Sunday, Oct. 12, was the 10th anniversary of the death of Matthew Shepard. The 21-year-old gay college student was beaten, lashed to a wooden fence and left to die on a frigid night in Laramie, Wyo.
Four months earlier, three white men in Jasper, Texas, tied James Byrd, a black man, to the back of a pickup truck and dragged him to his death.
Both murders remain terrible reminders of the fear with which gays and black still live. They inspired many states to enact hate crimes legislation. Congress voted in favor of a hate crimes law, but George H.W. Bush made it known he would veto the bill, so it wasn't adopted.
Still, a lot that's positive has happened in the last decade. Three states legalized gay marriage. The military's antiquated policy of discharging openly gay people seems destined to be rescinded. Racism appears to have become genuinely repudiated by most Americans, who seem ready to elect a black president. He's promised to sign a federal hate crimes bill and to support efforts to extend anti-discrimination protections to gay people.
For many gay people – especially boomers like me – the anniversary of Shepard's death was a reminder of our own difficult youth and the very real danger of coming out.
I was a late bloomer. I foolishly married a woman at 20 and divorced five years later. I was living in Augusta at the time and began paying regular visits to the only gay bar there. It was called the Peacock Lounge. It was a complete dive, located on the Fort Gordon Highway.
The bar had a jukebox and a couple of pinball machines. The owner was an obnoxious drunk who was in the habit of getting on a microphone and ranting incoherently. Occasionally, he would single me out for public chastisement because: a) I was very shy, and b) I never hooked up with anyone.
Besides beer, paranoia in those days was my closest companion. I was editing the weekly newspaper in a nearby small town, as I had in two other towns. At one point, I made extra money by taking pictures of crime scenes for the sheriff.
One of the most horrific of those was of a middle-aged man who had been murdered and stuffed in a culvert. Although I had no good reason to think so, I concluded he was gay (similar to the experience of Ennis in Brokeback Mountain). As I became more conscious of my sexual impulses, the more catastrophic my worldview became.

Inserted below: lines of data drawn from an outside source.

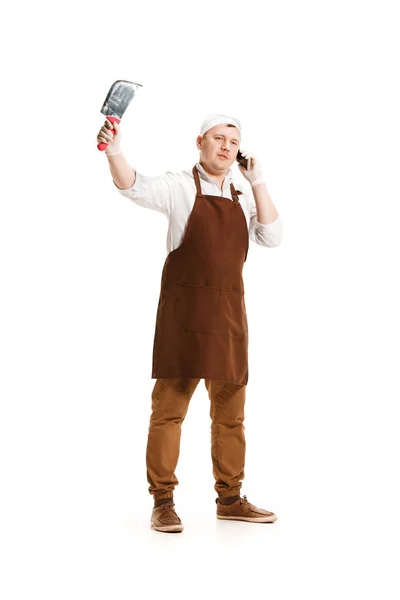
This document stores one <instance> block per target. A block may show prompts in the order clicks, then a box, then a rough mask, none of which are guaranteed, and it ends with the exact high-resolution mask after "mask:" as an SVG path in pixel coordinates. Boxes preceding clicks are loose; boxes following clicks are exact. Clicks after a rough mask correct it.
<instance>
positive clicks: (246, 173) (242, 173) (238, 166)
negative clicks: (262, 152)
mask: <svg viewBox="0 0 400 600" xmlns="http://www.w3.org/2000/svg"><path fill="white" fill-rule="evenodd" d="M240 152H241V153H242V154H243V156H244V157H245V158H247V159H250V169H249V170H247V169H246V168H245V167H242V165H240V164H239V163H238V167H239V170H240V171H241V173H242V175H243V177H245V178H246V179H247V181H249V182H250V183H252V182H253V181H256V180H257V179H263V172H262V168H261V165H260V161H259V160H258V159H257V158H256V157H255V156H254V154H253V153H252V152H248V151H247V150H242V149H240Z"/></svg>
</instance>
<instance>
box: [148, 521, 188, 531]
mask: <svg viewBox="0 0 400 600" xmlns="http://www.w3.org/2000/svg"><path fill="white" fill-rule="evenodd" d="M150 525H151V527H152V528H153V529H154V530H155V531H162V532H163V533H180V532H181V531H183V525H165V526H163V527H156V526H155V525H153V523H150Z"/></svg>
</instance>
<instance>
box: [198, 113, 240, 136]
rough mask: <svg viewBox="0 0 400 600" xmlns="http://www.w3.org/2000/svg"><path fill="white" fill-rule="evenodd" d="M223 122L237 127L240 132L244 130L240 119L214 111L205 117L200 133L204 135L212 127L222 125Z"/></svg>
mask: <svg viewBox="0 0 400 600" xmlns="http://www.w3.org/2000/svg"><path fill="white" fill-rule="evenodd" d="M221 123H229V125H234V126H235V127H237V128H238V129H239V131H240V132H241V131H242V128H241V125H240V121H239V119H236V118H235V117H230V116H229V115H224V114H221V113H212V114H211V115H208V117H206V118H205V119H204V121H203V124H202V126H201V129H200V135H204V134H205V132H206V131H208V130H209V129H211V127H215V125H220V124H221Z"/></svg>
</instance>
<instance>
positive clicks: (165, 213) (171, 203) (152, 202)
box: [113, 167, 173, 217]
mask: <svg viewBox="0 0 400 600" xmlns="http://www.w3.org/2000/svg"><path fill="white" fill-rule="evenodd" d="M132 169H133V171H135V173H136V179H135V183H134V184H133V185H132V186H131V187H130V188H127V189H126V190H121V189H120V188H119V187H118V186H117V184H116V183H115V181H114V180H113V183H114V185H115V187H116V189H117V190H118V192H119V193H120V194H122V195H123V196H125V197H126V198H129V199H130V200H132V201H133V202H134V203H135V204H138V205H139V206H142V207H143V208H150V209H152V210H157V211H158V212H161V213H163V214H164V215H166V216H167V217H168V216H169V215H170V214H171V210H172V198H173V193H172V180H171V175H172V173H171V172H169V171H168V172H166V173H164V174H163V175H157V176H148V175H142V174H141V173H138V172H137V171H136V169H134V168H133V167H132Z"/></svg>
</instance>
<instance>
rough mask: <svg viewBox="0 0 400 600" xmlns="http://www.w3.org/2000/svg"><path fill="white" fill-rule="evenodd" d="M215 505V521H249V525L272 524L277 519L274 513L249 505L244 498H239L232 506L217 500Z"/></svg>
mask: <svg viewBox="0 0 400 600" xmlns="http://www.w3.org/2000/svg"><path fill="white" fill-rule="evenodd" d="M216 503H217V519H230V520H232V521H250V522H251V523H273V522H274V521H276V520H277V518H278V517H277V516H276V515H274V513H271V512H269V511H268V510H264V509H263V508H257V506H254V504H250V502H249V501H248V500H247V498H246V496H243V498H239V500H236V502H233V503H232V504H221V503H220V502H218V498H217V499H216Z"/></svg>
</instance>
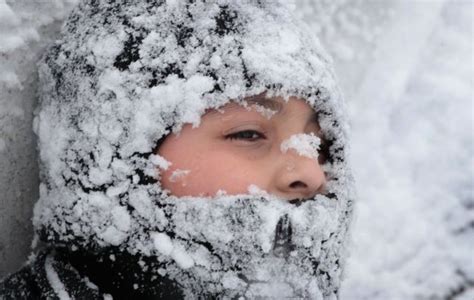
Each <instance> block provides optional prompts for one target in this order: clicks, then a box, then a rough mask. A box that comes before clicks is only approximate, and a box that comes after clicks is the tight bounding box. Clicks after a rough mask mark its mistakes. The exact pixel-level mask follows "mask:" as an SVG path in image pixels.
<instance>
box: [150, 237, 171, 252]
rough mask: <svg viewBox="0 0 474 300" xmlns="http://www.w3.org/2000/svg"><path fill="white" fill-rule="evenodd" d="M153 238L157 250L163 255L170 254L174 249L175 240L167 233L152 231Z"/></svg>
mask: <svg viewBox="0 0 474 300" xmlns="http://www.w3.org/2000/svg"><path fill="white" fill-rule="evenodd" d="M151 238H152V239H153V244H154V245H155V248H156V250H158V251H159V252H160V253H161V254H163V255H170V254H171V252H172V251H173V242H172V241H171V239H170V237H169V236H168V235H167V234H165V233H152V234H151Z"/></svg>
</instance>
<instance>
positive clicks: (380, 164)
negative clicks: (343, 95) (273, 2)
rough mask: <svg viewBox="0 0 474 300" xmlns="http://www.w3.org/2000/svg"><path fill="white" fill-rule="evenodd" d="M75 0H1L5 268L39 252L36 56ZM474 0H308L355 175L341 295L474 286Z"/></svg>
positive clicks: (298, 7) (13, 266)
mask: <svg viewBox="0 0 474 300" xmlns="http://www.w3.org/2000/svg"><path fill="white" fill-rule="evenodd" d="M76 2H77V0H0V170H1V171H0V277H1V276H3V275H6V274H7V273H9V272H12V271H14V270H16V269H17V268H19V267H20V266H21V264H22V263H23V262H24V261H25V260H26V257H27V256H28V254H29V251H30V250H29V248H30V243H31V239H32V228H31V225H30V218H31V214H32V206H33V203H34V202H35V201H36V199H37V196H38V178H37V176H38V174H37V173H38V167H37V163H36V149H35V140H34V135H33V132H32V130H31V122H32V113H33V110H34V106H35V103H36V99H35V91H36V85H37V75H36V66H35V62H36V61H37V60H38V58H39V57H40V56H41V54H42V52H43V50H44V48H45V47H46V45H48V44H49V43H50V42H51V41H52V40H54V39H55V38H56V37H57V34H58V31H59V28H60V26H61V23H62V21H63V20H64V18H65V16H66V15H67V12H68V11H69V9H70V8H71V7H73V6H74V4H75V3H76ZM473 6H474V4H473V2H472V1H471V0H452V1H448V0H297V1H296V10H297V13H298V14H299V15H300V16H301V18H304V19H305V20H306V21H308V23H309V24H310V25H311V28H312V29H313V30H314V31H316V32H317V33H318V34H319V35H320V37H321V39H322V41H323V43H324V44H325V45H326V48H327V50H328V51H329V52H330V53H331V54H332V55H333V57H334V62H335V65H336V69H337V73H338V76H339V78H340V80H341V85H342V87H343V90H344V93H345V95H346V99H347V102H348V105H349V111H350V114H351V123H352V127H353V134H352V142H353V143H352V162H353V166H354V170H355V175H356V179H357V184H358V192H359V198H358V203H357V207H356V217H355V220H354V228H353V237H352V240H353V241H352V249H351V251H352V254H351V257H350V258H349V260H348V264H347V272H346V279H345V281H344V284H343V289H342V299H388V300H389V299H453V300H454V299H456V300H459V299H465V300H468V299H469V300H472V299H474V255H473V254H472V252H474V196H473V186H474V178H473V177H474V174H473V173H474V171H473V166H474V145H473V140H474V138H473V125H474V124H473V114H474V111H473V101H472V100H473V75H474V74H473V73H474V71H473V70H474V66H473V12H474V7H473Z"/></svg>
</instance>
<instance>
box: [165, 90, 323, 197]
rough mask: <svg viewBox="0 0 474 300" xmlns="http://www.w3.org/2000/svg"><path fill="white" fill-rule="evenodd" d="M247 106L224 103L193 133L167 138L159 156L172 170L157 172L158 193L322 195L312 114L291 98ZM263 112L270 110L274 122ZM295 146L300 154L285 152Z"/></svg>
mask: <svg viewBox="0 0 474 300" xmlns="http://www.w3.org/2000/svg"><path fill="white" fill-rule="evenodd" d="M254 104H257V105H254ZM247 105H250V107H243V106H241V105H238V104H236V103H229V104H227V105H225V106H224V107H221V108H219V109H218V110H213V111H210V112H208V113H207V114H205V115H204V116H203V118H202V120H201V122H200V125H199V126H198V127H196V128H193V127H192V126H191V125H190V124H187V125H184V126H183V128H182V130H181V131H180V132H179V133H177V134H172V135H170V136H168V137H167V138H166V139H165V141H164V142H163V143H162V144H161V146H160V149H159V150H158V154H159V155H161V156H162V157H163V159H165V160H166V161H169V162H170V163H171V166H172V167H170V168H169V169H166V170H162V173H161V184H162V187H163V188H164V189H167V190H169V191H170V192H171V194H172V195H176V196H207V197H210V196H214V195H215V194H216V193H217V192H218V191H219V190H223V191H225V192H227V194H229V195H233V194H243V193H245V192H246V191H247V190H248V187H249V186H250V185H256V186H258V187H259V188H261V189H263V190H265V191H267V192H268V193H270V194H273V195H276V196H278V197H280V198H284V199H295V198H312V197H314V195H316V194H317V193H319V192H321V191H322V190H323V189H324V187H325V184H326V175H325V174H324V172H323V170H322V168H321V165H320V164H319V162H318V160H317V155H318V154H317V150H318V149H317V146H319V138H318V137H317V136H316V135H317V134H320V130H319V124H318V123H317V118H316V116H315V111H314V110H313V109H312V108H311V107H310V106H309V105H308V104H307V103H306V102H305V100H303V99H298V98H295V97H292V98H290V99H289V101H288V102H287V101H285V100H283V99H282V98H274V99H268V98H264V97H263V96H262V97H260V100H256V98H254V99H253V100H252V101H250V102H247ZM262 108H263V109H265V111H268V110H270V108H273V109H272V112H273V116H272V117H271V118H267V117H266V114H262V113H261V112H262ZM301 136H302V137H304V138H300V137H301ZM289 142H291V143H289ZM300 144H301V145H302V146H301V149H302V150H297V151H289V150H290V148H298V145H300ZM280 145H282V146H280ZM282 147H283V148H284V149H285V151H280V148H282ZM283 148H282V149H283ZM184 170H186V171H184Z"/></svg>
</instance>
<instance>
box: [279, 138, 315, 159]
mask: <svg viewBox="0 0 474 300" xmlns="http://www.w3.org/2000/svg"><path fill="white" fill-rule="evenodd" d="M320 145H321V139H320V138H319V137H318V136H317V135H315V134H314V133H310V134H306V133H299V134H294V135H292V136H291V137H290V138H289V139H286V140H284V141H283V142H282V143H281V145H280V150H281V152H283V153H286V152H287V151H288V150H290V149H294V150H295V151H296V152H297V153H298V154H299V155H301V156H305V157H308V158H312V159H318V155H319V153H318V150H319V146H320Z"/></svg>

That wasn't helped by a state trooper, who approached me outside the Peacock one night. Several people had told me that police actually recorded license plate numbers in the club's parking lot. The trooper exploited all my paranoia by telling me he knew I was a newspaper editor. He suggested I take a ride with him to talk things over. Quaking, I agreed, and, of course, he turned into my first regular gay playmate.
I think about my terror when I got in the trooper's car and the apparent ease with which Matthew Shepard – openly gay and politically active – got in the car when two men offered him a ride home. I think about how my experience turned into months of real-life pornography, while Matthew was robbed and lynched. My body was taught new forms of pleasure. His was tortured.
I think about my descent into addiction and my recovery, while Matthew never got a chance to deal with his drug problem. I think about the way my own political activism became fueled by the resurgence of overt hatred of gay people when the AIDS epidemic arrived. I think about Matthew being HIV-positive himself and that his dying, not his activism, made an huge impact.
I also think about how Matthew's nightmare occurred almost 20 years after I came out, which reminds me, too, that societies don't always evolve. They often fall back into barbarism. Hate crimes legislation is one way we can remind ourselves not to do that.
Cliff Bostock holds a Ph.D. in depth psychology.